16.11.2012, 19:30, "Marshall Clow" <mclow.lists_at_[hidden]>:

> And for most cases, the code internal to "f" and "g" won't care that they got a string_ref instead of a šconst std::string.

In many, not most, and definitely not all.
Here is an example I gave to Olaf:

    std::vector<char_range> v;
    v.push_back( "foo" ); // OK - lifetime of string literal is infinite
    v.push_back( std::string("bar") ); // BOOM
      std::string s = "foobar";
      v.push_back(s); // BOOM

When it comes to ownership, explicit is better than implicit.

Every time you want to store a char_range for future use, you want to be 100% sure that everything it's pointing at will live longer than char_range.
How can you enforce it if everything is implicit? Forget about help from compiler, you won't even see the places of such ownership leaks!
Making char_range ctor explicit makes a programmer to think twice: "OK, here I'm converting this string to a char_range - is it supposed to live longer than my string? Will my string live long enough and *unchanged* (no resize/reallocation)?"

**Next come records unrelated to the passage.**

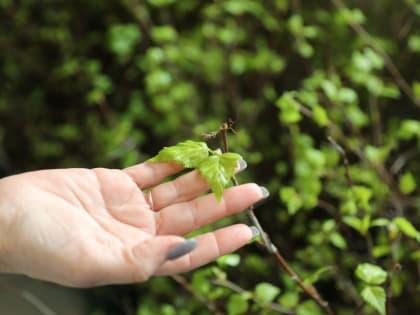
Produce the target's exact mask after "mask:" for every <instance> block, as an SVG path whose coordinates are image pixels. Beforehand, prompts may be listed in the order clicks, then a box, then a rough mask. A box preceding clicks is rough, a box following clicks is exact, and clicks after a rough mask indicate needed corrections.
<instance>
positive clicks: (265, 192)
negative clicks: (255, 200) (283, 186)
mask: <svg viewBox="0 0 420 315" xmlns="http://www.w3.org/2000/svg"><path fill="white" fill-rule="evenodd" d="M260 189H261V191H262V194H263V196H262V198H263V199H265V198H267V197H268V196H270V192H269V191H268V189H267V188H265V187H264V186H260Z"/></svg>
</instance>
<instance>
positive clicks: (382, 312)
mask: <svg viewBox="0 0 420 315" xmlns="http://www.w3.org/2000/svg"><path fill="white" fill-rule="evenodd" d="M360 295H361V296H362V298H363V300H364V301H365V302H366V303H368V304H369V305H371V306H372V307H373V308H374V309H376V310H377V311H378V312H379V313H380V314H381V315H385V301H386V294H385V290H384V289H383V288H381V287H378V286H366V287H365V288H364V289H363V290H362V292H361V293H360Z"/></svg>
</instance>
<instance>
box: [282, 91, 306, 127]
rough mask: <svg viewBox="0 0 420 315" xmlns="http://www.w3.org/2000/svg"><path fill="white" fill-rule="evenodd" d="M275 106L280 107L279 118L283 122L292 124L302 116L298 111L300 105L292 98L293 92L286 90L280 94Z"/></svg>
mask: <svg viewBox="0 0 420 315" xmlns="http://www.w3.org/2000/svg"><path fill="white" fill-rule="evenodd" d="M276 106H277V107H278V108H280V115H279V119H280V121H281V122H283V123H285V124H293V123H296V122H298V121H300V120H301V118H302V116H301V114H300V112H299V108H300V105H299V103H298V102H297V101H296V100H295V99H294V98H293V93H291V92H286V93H284V94H283V96H281V97H280V98H279V99H278V100H277V102H276Z"/></svg>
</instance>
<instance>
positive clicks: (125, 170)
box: [123, 162, 184, 189]
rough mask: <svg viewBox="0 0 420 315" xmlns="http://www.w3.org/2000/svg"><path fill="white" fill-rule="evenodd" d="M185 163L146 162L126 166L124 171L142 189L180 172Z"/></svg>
mask: <svg viewBox="0 0 420 315" xmlns="http://www.w3.org/2000/svg"><path fill="white" fill-rule="evenodd" d="M183 169H184V166H183V165H180V164H176V163H172V162H162V163H157V162H156V163H155V162H144V163H141V164H137V165H134V166H130V167H127V168H125V169H124V170H123V171H124V172H125V173H126V174H127V175H128V176H130V177H131V178H132V179H133V181H134V182H135V183H136V184H137V186H138V187H139V188H140V189H143V188H147V187H151V186H154V185H157V184H159V183H160V182H161V181H162V180H163V179H165V178H166V177H168V176H170V175H173V174H176V173H179V172H180V171H182V170H183Z"/></svg>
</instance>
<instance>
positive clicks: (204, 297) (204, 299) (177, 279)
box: [171, 275, 224, 315]
mask: <svg viewBox="0 0 420 315" xmlns="http://www.w3.org/2000/svg"><path fill="white" fill-rule="evenodd" d="M171 278H172V279H174V280H175V281H176V282H177V283H178V284H180V285H181V286H182V287H183V288H184V289H185V290H186V291H187V292H189V293H190V294H191V295H192V296H194V297H195V298H196V299H197V300H198V301H199V302H201V303H202V304H203V305H204V306H205V307H207V309H208V310H209V311H210V312H211V313H212V314H215V315H224V314H223V313H222V312H220V311H219V310H218V309H217V307H216V305H215V304H214V303H213V302H212V301H210V300H209V299H207V298H206V297H204V296H203V295H202V294H201V293H199V292H197V291H196V290H195V289H194V288H193V287H192V286H191V284H190V283H189V282H188V281H187V279H185V278H184V277H183V276H180V275H173V276H171Z"/></svg>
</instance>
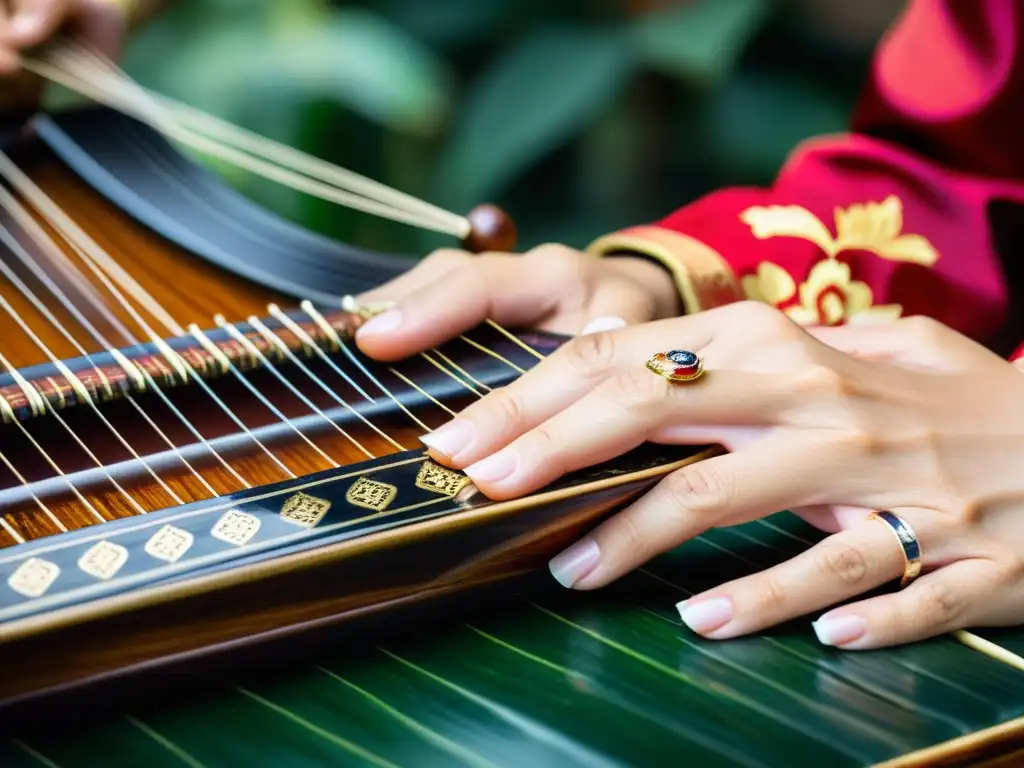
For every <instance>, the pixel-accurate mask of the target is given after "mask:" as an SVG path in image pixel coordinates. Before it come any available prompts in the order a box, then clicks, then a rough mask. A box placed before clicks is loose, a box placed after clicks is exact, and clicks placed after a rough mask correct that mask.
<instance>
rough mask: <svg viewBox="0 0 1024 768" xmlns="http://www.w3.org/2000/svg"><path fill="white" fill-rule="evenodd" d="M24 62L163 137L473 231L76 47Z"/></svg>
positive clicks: (351, 201) (337, 201) (347, 204)
mask: <svg viewBox="0 0 1024 768" xmlns="http://www.w3.org/2000/svg"><path fill="white" fill-rule="evenodd" d="M23 62H24V66H25V67H26V69H27V70H29V71H32V72H34V73H35V74H37V75H40V76H42V77H44V78H46V79H48V80H51V81H53V82H55V83H59V84H60V85H63V86H65V87H67V88H70V89H72V90H75V91H77V92H79V93H81V94H82V95H85V96H87V97H89V98H92V99H93V100H95V101H98V102H100V103H104V104H106V105H108V106H111V108H112V109H115V110H118V111H120V112H123V113H125V114H128V115H131V116H132V117H135V118H136V119H138V120H141V121H143V122H145V123H148V124H150V125H151V126H152V127H154V128H155V129H156V130H158V131H160V132H161V133H164V134H165V135H166V136H167V137H168V138H171V139H173V140H175V141H179V142H180V143H183V144H186V145H189V146H191V147H193V148H195V150H198V151H200V152H203V153H205V154H208V155H211V156H214V157H217V158H220V159H221V160H224V161H226V162H229V163H232V164H234V165H237V166H238V167H240V168H244V169H246V170H248V171H250V172H252V173H256V174H258V175H262V176H264V177H266V178H270V179H272V180H274V181H278V182H279V183H282V184H285V185H287V186H291V187H292V188H295V189H299V190H301V191H304V193H306V194H309V195H312V196H314V197H318V198H321V199H325V200H329V201H331V202H334V203H337V204H340V205H347V206H348V207H350V208H354V209H356V210H361V211H365V212H367V213H371V214H375V215H378V216H382V217H384V218H389V219H392V220H394V221H400V222H403V223H407V224H411V225H413V226H419V227H421V228H426V229H434V230H437V231H441V232H444V233H447V234H452V236H455V237H459V238H464V237H466V236H467V234H468V233H469V231H470V229H471V227H470V224H469V222H468V220H467V219H466V218H465V217H463V216H458V215H456V214H454V213H450V212H447V211H444V210H442V209H440V208H437V207H436V206H432V205H430V204H428V203H425V202H424V201H421V200H417V199H416V198H413V197H411V196H409V195H404V194H402V193H399V191H397V190H395V189H391V188H389V187H386V186H384V185H383V184H381V183H379V182H376V181H372V180H371V179H368V178H366V177H362V176H359V175H357V174H355V173H352V172H351V171H347V170H345V169H342V168H338V167H336V166H332V165H331V164H329V163H327V162H326V161H323V160H319V159H317V158H313V157H312V156H309V155H306V154H305V153H301V152H299V151H298V150H295V148H293V147H289V146H285V145H284V144H280V143H278V142H274V141H271V140H270V139H267V138H265V137H262V136H258V135H257V134H254V133H252V132H250V131H246V130H244V129H242V128H239V127H237V126H233V125H231V124H229V123H226V122H225V121H222V120H218V119H216V118H214V117H213V116H210V115H206V114H204V113H202V112H200V111H199V110H195V109H193V108H189V106H187V105H185V104H180V103H177V102H175V101H173V100H172V99H169V98H166V97H164V96H162V95H159V94H157V93H154V92H151V91H147V90H145V89H144V88H142V87H141V86H139V85H138V84H137V83H135V82H134V81H133V80H131V79H130V78H129V77H128V76H127V75H126V74H124V73H123V72H121V71H120V70H118V69H117V68H116V66H114V65H113V63H112V62H108V61H106V59H105V58H102V57H100V56H99V55H98V54H96V53H94V52H92V51H89V50H88V49H85V48H84V47H82V46H76V45H74V44H65V45H61V46H57V47H55V48H51V50H50V51H48V54H47V55H46V60H43V59H37V58H31V57H29V58H25V57H24V58H23ZM204 133H205V134H206V135H203V134H204ZM232 144H233V147H239V148H233V147H232V146H231V145H232ZM240 148H241V150H244V151H245V152H240V151H239V150H240ZM246 153H249V154H246ZM266 159H270V160H274V161H276V162H278V163H279V164H280V165H279V166H274V165H272V164H271V163H269V162H267V160H266ZM295 171H299V173H296V172H295ZM302 173H304V174H306V175H305V176H303V175H300V174H302ZM325 182H327V183H325Z"/></svg>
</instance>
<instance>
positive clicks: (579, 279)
mask: <svg viewBox="0 0 1024 768" xmlns="http://www.w3.org/2000/svg"><path fill="white" fill-rule="evenodd" d="M523 258H524V260H527V261H529V262H535V261H536V262H537V264H536V265H535V266H538V267H540V266H542V265H543V267H544V270H545V276H546V279H547V280H549V281H553V282H554V283H556V284H558V285H572V284H574V283H577V282H579V281H580V279H581V276H582V275H583V272H584V270H585V267H586V263H589V260H587V259H585V258H584V254H582V253H580V252H579V251H577V250H574V249H572V248H569V247H568V246H563V245H558V244H556V243H548V244H546V245H543V246H538V247H537V248H535V249H534V250H531V251H529V252H528V253H527V254H526V255H525V256H524V257H523Z"/></svg>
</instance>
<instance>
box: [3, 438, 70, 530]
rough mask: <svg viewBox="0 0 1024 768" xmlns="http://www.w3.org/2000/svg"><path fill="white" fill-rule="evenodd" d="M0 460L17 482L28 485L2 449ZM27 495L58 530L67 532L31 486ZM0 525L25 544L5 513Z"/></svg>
mask: <svg viewBox="0 0 1024 768" xmlns="http://www.w3.org/2000/svg"><path fill="white" fill-rule="evenodd" d="M0 462H3V464H4V466H5V467H7V469H9V470H10V473H11V474H12V475H14V477H15V478H16V479H17V481H18V482H20V483H22V484H23V485H25V486H26V487H27V488H28V487H29V481H28V480H27V479H25V475H23V474H22V473H20V472H18V471H17V468H16V467H15V466H14V465H13V464H11V463H10V460H9V459H8V458H7V457H6V456H4V455H3V452H2V451H0ZM29 496H31V497H32V501H34V502H35V503H36V506H37V507H39V509H40V510H41V511H42V513H43V514H44V515H46V516H47V517H49V518H50V520H51V521H52V522H53V524H54V525H56V526H57V529H58V530H60V531H62V532H65V534H67V532H68V528H67V527H66V526H65V524H63V523H62V522H60V520H59V519H57V516H56V515H54V514H53V513H52V512H51V511H50V508H49V507H47V506H46V505H45V504H43V502H42V501H41V500H40V498H39V497H38V496H36V495H35V494H34V493H33V492H32V489H31V488H30V489H29ZM0 525H3V527H4V530H6V531H7V532H8V534H10V535H11V536H12V537H14V539H15V540H16V541H17V543H18V544H25V539H23V538H22V535H20V534H18V532H17V531H16V530H14V528H13V527H11V525H10V523H9V522H7V516H6V515H3V516H2V517H0Z"/></svg>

char_range is an optimization tool, and when used with std::string it causes its abstraction to leak as it utilizes the hidden knowledge that the source std::string
1) will live longer than char_range
2) won't resize/realloc its internal buffer as the char_range points directly into it

It's essentially a naked pointer into volatile memory and should be used with the same level of (pre)caution (and better not used at all until you need to optimize speed - otherwise just good old *safe* copies of std::string should be used by default).